I don't know if it was that I was so sheltered before or that the world has just gotten worse in the past few years. Specifically, the past two of my college years. But, during the past couple years, I have realized how cruel and just sick-nasty the whole world is.
Sometimes, I wish I could actually go back to high school when things were easy. Didn't worry about the future, didn't care whether or not I had a boyfriend, didn't have to wonder how I was going to pay off school loans, etc. Now I just feel like the world is sitting on my shoulders. And it's not like I am going to be able to take it off any time soon. I have to make it through college with good grades and without dying from lack of sleep, and then right after I get out, I have to find a job and work the rest of my life. Needless to say, the world is going to have to stay on my shoulders until probably the day I die.
Why can't life just be easy? All the time I wish God would just send me a list of things that I need to get done throughout my life. Places I need to go, people I need to talk to... You know? Just have my whole life plan written out for me and sent to me in the mail. Unfortunately, I think God has more of a sense of humor than that. I bet He gets a kick out of us running around looking like fools when the answer is right in front of our faces the whole time.
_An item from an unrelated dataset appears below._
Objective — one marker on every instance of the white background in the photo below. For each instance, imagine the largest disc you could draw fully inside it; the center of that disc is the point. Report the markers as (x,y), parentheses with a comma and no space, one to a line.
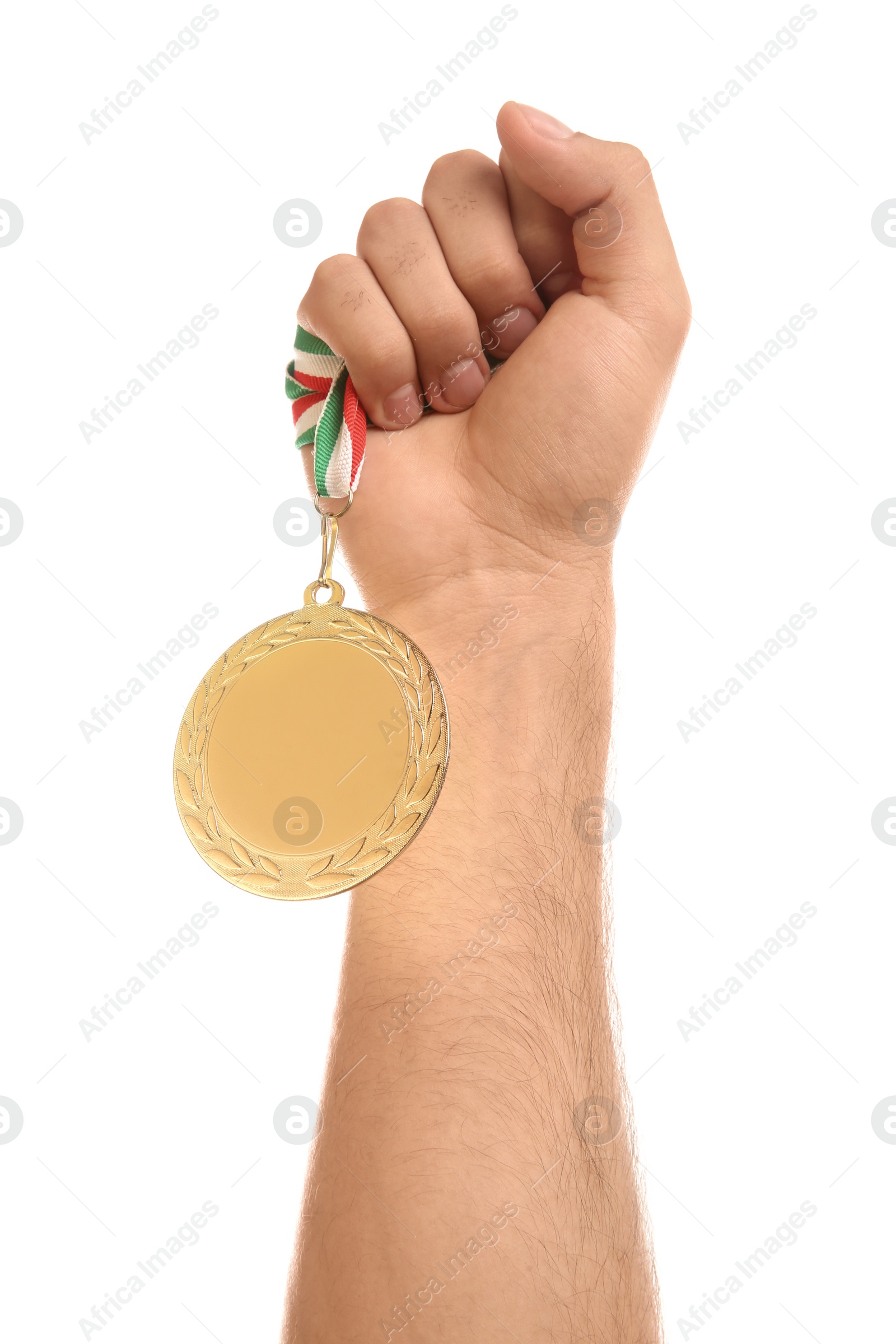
(125,239)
This past weekend, I led my first Disciple Now, and it happened to be one of the most amazing experiences in my life. Although, the middle school students went for their own spiritual experience, I was able to go for my own spiritual experience as well. It was something that I had been needing. God spoke a lot to me this past weekend. He also proved to me that I can be a leader. I also learned that middle schoolers aren't that bad!
Now, I am back at school. Really starting to crack down. Good grades are my number one priority. My roommates are beautiful people. Tracy got to go to her first Old Crow Medicine Show last night in Tuscaloosa. Such an entertaining show. She might have even found her soul mate on stage. Not sure. But, nonetheless, I got some good photos out of the deal and I sort of can't wait for my next show. I hated OCMS when Ben first introduced me to them, but ever since I saw them the very first time in May, I have a much higher appreciation for them.